There was much talk at the conference of China;’s policy of food security meaning self-sufficiency.
But Zao told POLITIK this applied principally to China’s staple foods — rice, wheat and maize.
He said China was aiming for 90 – 95% self-sufficiency in those foods.
Professor Carl Pray from Rutgers University in the US told the conference that where China was not self-sufficient, it had a policy of looking for reliable suppliers.
Clearly, New Zealand was one of those.
But it was also clear that what the Chinese delegates called “win-win” co-operation between the two countries had a strong political dimension.
Zao referred to comments made here in 2014 by President Xi and said New Zealand and China had a great potential for co-operation and should further strengthen it.
“Today we hope this conference will implement that consensus made by our two leaders to construct a comprehensive strategic partnership and to intensify by concrete actions our agricultural co-operation.”
Professor Huang Jikun from Peking University said China’s decision to shift to subsidising its own agriculture over the past decade had produced mixed results.
However, new efforts to deal with those problems could bring its market reforms back on track.

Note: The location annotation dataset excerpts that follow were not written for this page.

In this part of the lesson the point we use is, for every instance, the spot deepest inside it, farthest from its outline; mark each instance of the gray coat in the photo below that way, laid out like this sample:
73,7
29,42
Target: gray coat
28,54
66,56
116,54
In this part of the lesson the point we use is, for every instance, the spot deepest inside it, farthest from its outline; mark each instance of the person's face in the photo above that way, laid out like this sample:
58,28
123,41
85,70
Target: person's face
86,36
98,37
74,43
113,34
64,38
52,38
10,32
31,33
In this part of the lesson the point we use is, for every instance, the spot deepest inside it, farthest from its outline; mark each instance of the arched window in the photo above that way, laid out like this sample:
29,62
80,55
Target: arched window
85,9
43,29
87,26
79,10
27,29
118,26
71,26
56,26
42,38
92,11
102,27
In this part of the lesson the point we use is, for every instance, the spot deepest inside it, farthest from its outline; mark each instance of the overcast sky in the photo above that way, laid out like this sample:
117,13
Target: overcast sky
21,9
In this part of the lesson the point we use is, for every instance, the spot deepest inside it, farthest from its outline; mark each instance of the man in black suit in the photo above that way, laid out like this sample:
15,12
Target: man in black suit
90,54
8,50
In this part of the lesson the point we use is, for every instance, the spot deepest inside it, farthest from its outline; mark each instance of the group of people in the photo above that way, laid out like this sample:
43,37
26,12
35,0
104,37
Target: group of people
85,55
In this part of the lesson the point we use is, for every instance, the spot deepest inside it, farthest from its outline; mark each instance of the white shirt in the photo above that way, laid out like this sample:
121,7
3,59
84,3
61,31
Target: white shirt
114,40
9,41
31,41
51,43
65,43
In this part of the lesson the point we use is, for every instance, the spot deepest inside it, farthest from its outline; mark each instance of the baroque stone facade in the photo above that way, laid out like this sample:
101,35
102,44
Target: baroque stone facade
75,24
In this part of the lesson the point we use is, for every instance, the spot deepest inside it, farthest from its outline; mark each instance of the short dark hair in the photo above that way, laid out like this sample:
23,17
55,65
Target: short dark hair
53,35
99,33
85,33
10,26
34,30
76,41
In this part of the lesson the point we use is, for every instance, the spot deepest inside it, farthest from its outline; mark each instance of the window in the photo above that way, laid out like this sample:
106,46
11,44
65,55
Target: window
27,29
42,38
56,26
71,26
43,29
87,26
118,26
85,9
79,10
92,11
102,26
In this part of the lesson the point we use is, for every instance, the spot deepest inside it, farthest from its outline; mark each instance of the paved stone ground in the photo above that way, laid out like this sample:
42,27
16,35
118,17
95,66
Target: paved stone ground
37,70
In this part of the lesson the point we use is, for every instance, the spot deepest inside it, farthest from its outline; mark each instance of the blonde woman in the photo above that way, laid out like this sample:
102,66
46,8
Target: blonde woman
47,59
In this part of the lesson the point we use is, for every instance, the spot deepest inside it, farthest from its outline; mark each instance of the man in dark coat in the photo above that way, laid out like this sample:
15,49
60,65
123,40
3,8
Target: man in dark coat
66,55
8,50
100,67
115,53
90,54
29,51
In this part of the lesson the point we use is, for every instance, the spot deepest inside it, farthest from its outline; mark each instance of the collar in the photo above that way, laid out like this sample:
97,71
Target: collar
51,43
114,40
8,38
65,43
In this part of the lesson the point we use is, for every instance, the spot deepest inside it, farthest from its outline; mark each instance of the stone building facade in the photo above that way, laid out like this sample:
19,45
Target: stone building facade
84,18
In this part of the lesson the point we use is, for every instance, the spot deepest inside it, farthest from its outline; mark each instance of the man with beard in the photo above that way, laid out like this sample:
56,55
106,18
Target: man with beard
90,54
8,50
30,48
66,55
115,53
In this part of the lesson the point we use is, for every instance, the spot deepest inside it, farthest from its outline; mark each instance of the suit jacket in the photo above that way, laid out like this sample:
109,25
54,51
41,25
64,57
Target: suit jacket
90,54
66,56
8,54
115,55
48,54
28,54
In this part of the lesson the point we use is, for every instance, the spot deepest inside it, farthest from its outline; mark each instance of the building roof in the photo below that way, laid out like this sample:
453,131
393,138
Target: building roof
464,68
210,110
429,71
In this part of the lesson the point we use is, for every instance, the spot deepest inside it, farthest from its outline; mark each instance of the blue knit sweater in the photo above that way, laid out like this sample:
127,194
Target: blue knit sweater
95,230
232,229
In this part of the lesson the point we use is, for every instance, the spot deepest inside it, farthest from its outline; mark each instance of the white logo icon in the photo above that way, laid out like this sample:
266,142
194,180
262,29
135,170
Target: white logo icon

But one private sector participant in the conference, Ben Lin, who imports New Zealand meat, Ben Lin, the president of Wellbright Foods, a food importer with investments in New Zealand warned that New Zealand was in danger of losing out in the Chinese beef market.
He said that though the amount of beef imported from China had increased in recent years, China’s recent re-opening of its market to American and Brazilian beef imports could have a large impact on Australia and New Zealand exporters.
He told POLITIK that one reason for this was that New Zealand was still sending largely unprocessed beef to China.
For that reason, he was not impressed with the Shanghai Maling purchase of the share in Silver Fern Farms.
“They are just doing slaughtering; that is the most basic approach,” said Lin.
“What they need to do is team up with really good research and development people in China to market products rather than just fundamental products.”
He said China consumed a lot of manufactured meat products rather than the basic cuts produced by Silver Fern Farms.
In 2012 his own company had developed a product based on Australian strip loins and as a consequence the prices of strip loins rose by 48%.
The picture that emerged from the conference yesterday was one of a much more sophisticated Chinese agricultural industry and market; where New Zealand would face challenges from growing Chinese production and an increasingly more demanding market.
The days of “ship it and they will buy” have come to an end at the same time as the political relationship has become more complex.
The conference pointed to a more challenging future.